二〇二一年・石の摘出

 丘の上の、海の見える病院、と言うと詩的に過ぎるだろうか? 悲しい物語が寂しい終わりを迎える舞台としては、あまりにしっくり来てしまう気がして、ちょっと痛ましい気持ちに夕一郎はなってしまった。

 海側の病室の窓はオーシャンビューであるようだ。季節ごと、日々にさまざまな表情を見せてくれる海が心に数々の感慨を与えてくれることは、マンションの窓からいつも見ている夕一郎もよく知っている。海の見える街に住んで、もう、未来も海のあるところで暮らせたらいいと願うようになってしまっている。それが実現可能なことであるかは、全く判然としないけれど。

 現実的な話をするならば、地域では一番規模の大きいこの病院もウイルスの感染が最も猛威を振るっていた盛夏の折には大変な忙しさであったに違いない。

 病床が足りなくなったり、従事者たちが寝る間もないほど駆け回らなければならなくなったり、……隔離されて家族に看取られることもないまま息を引き取る患者も多くいたのではないか。こうして朝に来て、当たり前のように受診できる状況がとても恵まれているという事実は、決して忘れてはいけない。

 夕一郎はあてがわれた検査の全てを終えて、待合室の長椅子に座っていた。

 隣には、会社を休んで付き添ってくれた靴和がいる。

 昨晩、帰ってきた靴和はまず、夕一郎が食事を拵えて待っていたことに驚き、そして心底から安堵した様子を見せた。彼が夕一郎の作ったアジフライと小松菜のおひたしとなめこの味噌汁を美味しい美味しいと平らげるのを見届けてから。

 夕一郎は靴和に全てを話した。

 靴和と出会うずっと前にあったこと、金曜の夜から抱えている体調不良の詳細、今日、笹塚の耳鼻科に行ってきたこと、帰りに富緑駅で中寉という青年に出会い、彼から言われたこと、……全てを余すところなく。

 靴和の表情は一定の幅から逸脱することはなかった。いや、夕一郎が話し始めてすぐ、彼は自分の感情がテーブルから零れて床を汚すことにならないよう、堰を設けたのではないだろうか。余計な言葉は挟まず、時折相槌を打つだけになって、……最後に彼は、

「明日一緒に病院行こう」

 と言った。

 朝一番に受付を済ませたのに、検査に次ぐ検査を経て、もうすぐ昼になる。

 まず症状を聴いた医師は夕一郎の喉にファイバースコープを挿入し、撮影した画像を夕一郎と靴和に見せながら、特定の所見はないことを告げた上で、続いて甲状腺のスキャンを行うと宣した。

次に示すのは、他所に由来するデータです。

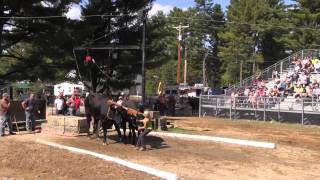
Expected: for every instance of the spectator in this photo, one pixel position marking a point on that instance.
(29, 107)
(77, 104)
(4, 115)
(72, 105)
(59, 104)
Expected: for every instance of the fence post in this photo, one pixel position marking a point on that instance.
(230, 108)
(235, 107)
(302, 115)
(200, 106)
(279, 111)
(264, 109)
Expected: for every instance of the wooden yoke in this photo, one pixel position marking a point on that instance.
(130, 111)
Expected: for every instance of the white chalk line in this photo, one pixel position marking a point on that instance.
(135, 166)
(217, 139)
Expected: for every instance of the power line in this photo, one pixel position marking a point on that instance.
(62, 16)
(240, 23)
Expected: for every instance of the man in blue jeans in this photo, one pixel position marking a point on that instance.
(29, 108)
(4, 115)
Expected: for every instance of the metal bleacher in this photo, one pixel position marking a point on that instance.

 喉、と漠然と言葉にしている一方で、夕一郎ははっきり特定の部位に異物感を感じていた。なんらかの病変がある可能性は排除出来ないと、血液検査のための採血がなされ、その結果を待つ間にMRIの検査が入れられた。MRI、「Magnetic Resonance Imaging」の略である。人体を輪切りにして、病変の有無を検査するものであるというぐらいの知識は夕一郎にもあったし、医師ははっきりとこう言った。

「甲状腺に腫瘍がないかどうか」

 ……ああ、それがあったのか。

 夕一郎は迂闊にもその可能性を全く考えていなかった。そもそも甲状腺がどこにあるのかも明確に把握していなかったのだ。扁桃腺と前立腺は明瞭に把握していたけれど……。

 靴和に感染させる(あるいはさせた)可能性にばかり気を取られていたが、自分自身の命に関わる病気かもしれないとは思っていなかった。さすがに少し怖い気もしたが、癌ならば靴和にうつるものではないな、とも思った。

 検査に伴って必要だという書類に署名させられた。よく読むと、この検査において、極めて低確率ながら死ぬ可能性があると書かれていたが、それ自体は別に怖くなかった。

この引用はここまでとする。